この数年、回復基調にあった外科系診療科への入局者数が再び微減に転じている。一般社団法人 日本外科学会 理事長の國土典宏先生は、外科医の減少に歯止めをかけるべく労働環境の改善と新専門医制度への対応に腐心されている。

Opinion
外科医減少は結果平等主義のひずみ
客観的評価軸の提示で適正な評価を

平成22年度の診療報酬改定は10年ぶりのプラス改定が行われ、なかでも外保連試案に基づいた手術に関する適正評価が目を引いた。当時、厚生労働省保険局医療課課長として改定を指揮した佐藤敏信氏に外科医が減少し続ける現状についてご意見をうかがった。

Feature 

労働環境の整備と新専門医制度への対応が課題

ここ最近の外科系診療科への入局者数の変遷を教えてください。

國土(敬称略)4月に開催された日本外科学会定期学術集会の理事長講演でも話しましたが、外科系診療科への入局者数は臨床研修制度がスタートした2004年度に、前年の半分以下に落ち込みました。これは入局時期が2年後ろにずれたためで、制度上の問題だったと言えます。期待された2年後からの回復歩調がかなり遅かったのは事実ですが、厚生労働省が公表している後期研修医の入局状況をみると、直近の過去5年間は毎年900名前後、全研修医の約1割が外科系の医局に入局しています。

しかし、入局者数が横ばいから微減状態であること以上に危機感を持っているのは、20代の外科医が減っている点です(図1,図2)。日本社会も高齢化していますが、外科医の高齢化も進んでいます。2012年度の厚生労働省の医師・歯科医師・薬剤師調査でも20代が減って40代、50代が主力になっている傾向がみてとれます(図2)。僕らの世代からちょっと下の世代までですよね。今現在、中核を担っている40~50代が一線を退く10年後、20年後を想像すると、これは非常に憂慮すべき事態だと言えます。

表 佐賀大学医学部附属病院のインセンティブ手当(2012年度) 表 佐賀大学医学部附属病院のインセンティブ手当(2012年度)
外科学会として外科医をサポートするために、どのようなアクションを起こしているのでしょうか。

國土今現在は、外科医を取り巻く労働環境に関する整備、提言と新専門医制度への対応ですね。特に専門医制度に関しては2016年度から前倒しで更新が始まるので、移行期間中の更新基準や研修プログラム整備基準の策定などの準備に大わらわです。専門医制度は当初、医師の偏在を解消したい行政側の思惑が見え隠れし、各方面から反発の声があがりました。医師の選択はあくまでもProfessional Autonomyに依るべきもので、強制は望ましくないと考えます。もちろん我々も医師が都市部へ集中することを良しとしているわけではなく、地域医療・連携確保という視点から研修プログラム認定要件を柔軟に検討するなどの対応を考えています。

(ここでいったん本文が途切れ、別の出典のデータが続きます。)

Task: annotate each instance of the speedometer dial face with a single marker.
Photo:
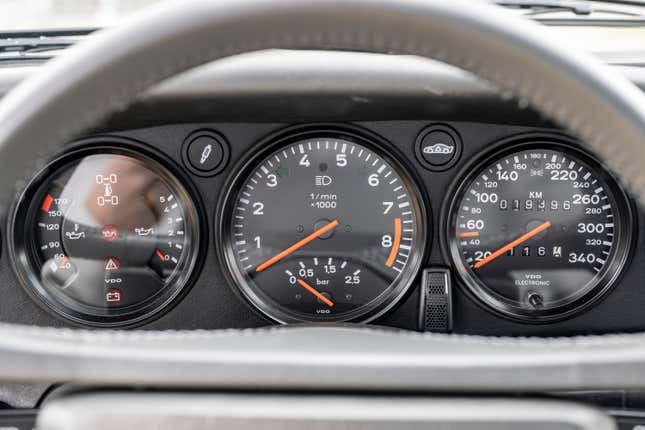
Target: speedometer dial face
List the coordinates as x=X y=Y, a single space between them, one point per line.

労働環境の整備という面では、2010年度、2012年度の2回の診療報酬改定時に一般社団法人 外科系学会社会保険委員会連合(外保連)の試案(8版)の技術度・協力者数・時間に基づき、約1200項目手術について、難易度C/Dでは最大30%、難易度Eは最大で50%の診療報酬の引き上げが行われました。また、2014年度改訂では、1000点以上の手術と処置について「休日・時間外・深夜加算1」が新設され、一定条件下での算定が認められました。行政のこうした動きをどう、評価されますか。

國土わずかながらも着実な一歩を踏み出したと思います。ただ「休日・時間外・深夜加算1」は算定可能な施設基準が厳しすぎるので、現在、外科学会としては、これが果たして適切な基準であるのかどうかを調査しているところです。一つ例をあげると、東京大学医学部付属病院のように、内視鏡手術を含めて年間1万5000件以上の定時手術をやっている施設に対しても、算定を届出している診療科全体で年12回しかViolationが許されないのですから現場の実情とはだいぶ乖離があります。おそらく、予定手術前日の当直免除などの条件を確実にクリアし、加算が算定できる施設はかなり限られるでしょう。今後、根拠となる客観的なデータに基づいた現実的な施設基準の見直しについて行政に働きかけていく予定です。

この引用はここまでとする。